Abstract
A referred case of a 34-year-old woman was brought to the emergency room with features of mutism and whole-body rigidity following rapid correction of hyponatremia. On presentation, she was ill looking with tremors on her both hands and legs. She was unresponsive to command and developed involuntary outbursts of laughter and crying. Based on clinical features and neuroimaging, diagnosis of isolated extrapontine myelinolysis was made. She was treated with quetiapine, vitamin B1 and B12 supplements, trihexyphenidyl, levodopa-carbidopa and physiotherapy of limbs. Due to lack of clinical trials for adequate diagnosis and management of extrapontine myelinolysis, this case report highlights the importance of extrapontine myelinolysis with neuropsychiatric manifestation in research world.
Introduction
Central pontine myelinolysis (CPM) is a non-inflammatory demyelination of the pons while extrapontine myelinolysis (EPM) refers to demyelinating lesions occurring outside pons: cerebellum, lateral geniculate body, external capsule and so on. CPM and EPM are collectively known as osmotic demyelination syndromes (ODSs). EPM is one of the complications that occurs secondary to rapid correction of hyponatremia. In the vast majority of cases, it is associated with CPM, but rarely, it can also occur as an isolated entity. The pathology, time course and associations are shared among CPM and EPM, but they differ in clinical presentations. 1 We report a case of isolated EPM due to rapid correction of hyponatremia with neuropsychiatric features.
Case report
A referred case of 34-year-old female with history of migraine without aura who was apparently well 1 month back presented to the local hospital with the history of vomiting about 8–10 episodes per day for 10 days. Vomiting was associated with bilateral headache which was persistent, throbbing in nature and used to get relieved on oral pain medication. Patient then visited nearby hospital where her routine blood examinations revealed hyponatremia (Na+ = 108 mEq/L; reference = 135–145 mEq/L) along with borderline hypokalemia (3.4 mEq/L; reference = 3.5–5.2 mEq/L). Her blood glucose (5.5 mmol/L; reference = 3.8–7.8 mmol/L), creatinine (83 µMol/L; reference = 40–110 µMol/L) and urea (6.2 mmol/L; reference = 1.6–7 mmol/L) were within normal limits. She was admitted to intensive care unit (ICU) where she was symptomatically managed for 10 days. Hyponatremia was corrected from 108 to 132 mEq/L within 48 h of time. After 3 days, she was unable to speak and developed sustained stiff limbs. She was unresponsive to command and developed involuntary outbursts of laughter and crying. She was then treated with gradually increased dose of lorazepam, but there was no improvement.

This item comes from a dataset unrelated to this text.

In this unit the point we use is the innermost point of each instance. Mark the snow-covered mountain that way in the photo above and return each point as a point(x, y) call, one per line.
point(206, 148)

For further neuropsychiatric evaluation, she was referred to our center. On examination in the emergency room, the patient was ill looking with tremors on both hands and legs with involuntary outbursts of laughter and crying. Her Glasgow Coma Scale (GCS) was 12/15; eye opening was 4, verbal was 3 and motor was 5. 2 Her pulse rate was 123/min, blood pressure was 120/90 mm Hg, and was afebrile. Other systemic examinations were within normal limits. Brain magnetic resonance imaging (MRI) scan, done on 10th day of her neuropsychiatric symptoms, showed symmetric T2/fluid-attenuated inversion recovery (FLAIR) and diffusion-weighted imaging (DWI) hyperintense signals at bilateral lentiform nucleus and head of caudate nucleus and normal signal in pons (Figure 1(a)–(c)). Apparent diffusion coefficient (ADC) scan also showed hyperintensity in bilateral lentiform and caudate nucleus (Figure 1(d)). With the clinical history of rapid correction of hyponatremia, clinical manifestations and neuroimaging findings, diagnosis of isolated EPM was made.
(a) T2 FLAIR image of brain showing symmetrical increased signal intensity in bilateral lenticular and caudate nucleus. (b) DWI image showing symmetrical increased signal intensity in bilateral lenticular and caudate nucleus. (c) T2 FLAIR image showing normal signal in pontine and cerebellar region. (d) ADC image showing bilateral hyperintensity in lenticular and caudate nucleus.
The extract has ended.